La migration des femmes inuit vers le Danemark ou d’autres terres nordiques n’est pas une quête romanesque d’émancipation. C’est une traversée de minéraux invisibles : celui de la discrimination institutionnelle, celui de la violence genrée héritée du colonialisme, celui de l’invisibilité statistique qui rend ces femmes « oubliables » aux yeux du système.
Pour comprendre les femmes inuit en migration, il faut d’abord comprendre ce que signifie être femme dans les sociétés inuit—et comment ce qui devait être une source de force a été transformé en instrument de domination.
L’Héritage du Colonialisme : Quand le Genre Devient Arme
Depuis l’arrivée des premiers colons européens, les femmes autochtones ont été systématiquement sexualisées. Elles ont été jugées « impures », « sauvages », inférieures aux femmes blanches. Cette représentation n’était pas accidentelle. Elle était fonctionnelle. Elle justifiait une appropriation de leurs corps, une violation de leur autonomie, une justification pour les placer sous tutelle « civilisatrice ».

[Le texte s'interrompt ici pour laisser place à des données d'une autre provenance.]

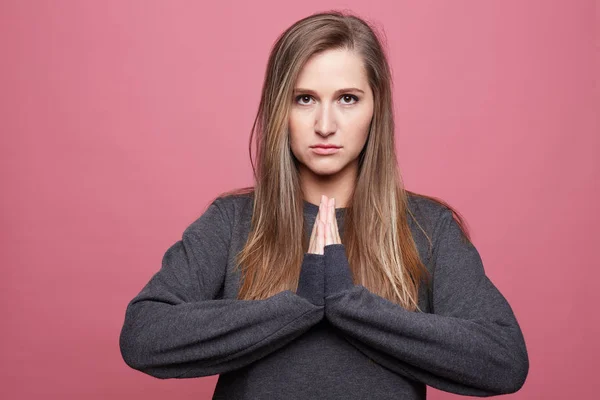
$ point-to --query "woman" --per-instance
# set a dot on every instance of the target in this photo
(287, 296)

Les pensionnats indiens, établis au Canada dès 1880 avec le financement du gouvernement fédéral, ont formalisé cette violence. Des générations d’enfants autochtones, séparés de leurs mères, ont grandi dans des institutions où la violence sexuelle était omniprésente. Ce n’était pas un dysfonctionnement du système ; c’était le système fonctionnant exactement comme prévu : briser le lien mère-enfant, détruire la transmission culturelle, dominer les corps féminins autochtones.

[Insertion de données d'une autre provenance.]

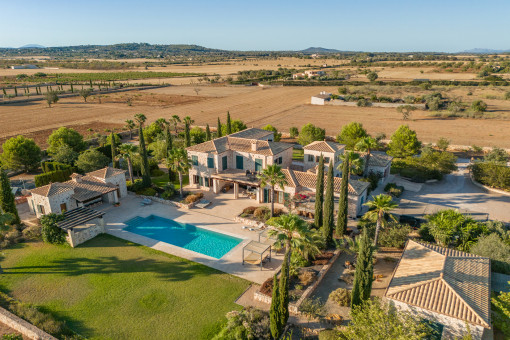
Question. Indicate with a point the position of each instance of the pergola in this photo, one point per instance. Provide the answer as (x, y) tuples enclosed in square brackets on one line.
[(258, 252)]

Ceux qui ont survécu à ces pensionnats sont revenus traumatisés. Beaucoup ont transmis ce trauma à leurs enfants. Une femme inuit d’aujourd’hui porte en elle, génération après génération, l’empreinte de cette violence systématique. Ce n’est pas une métaphore. Les chercheurs en épigénétique ont documenté comment les traumatismes coloniaux s’inscrivent littéralement dans les gènes, affectant la santé mentale, l’immunité et la résilience des générations suivantes.
Et puis il y a ce qu’on appelle « l’oppression intériorisée » : la tendance pour les femmes autochtones à internaliser les croyances selon lesquelles elles sont inférieures. Elles prennent des décisions de vie—où travailler, comment se vêtir, quand avoir des enfants—basées sur cette conviction intériorisée que tout ce qui vient de leur culture est « inférieur ». C’est une forme de colonisation qui s’exerce de l’intérieur.
Femmes en Monoparentalité : Quand la Vulnérabilité Devient Structure
Il y a une réalité statistique globale que les politiques publiques occultent systématiquement : les familles monoparentales, qui sont dans 82 % des cas dirigées par des femmes seules, vivent dans une précarité structurelle qui dépasse ce que la plupart des gens imaginent.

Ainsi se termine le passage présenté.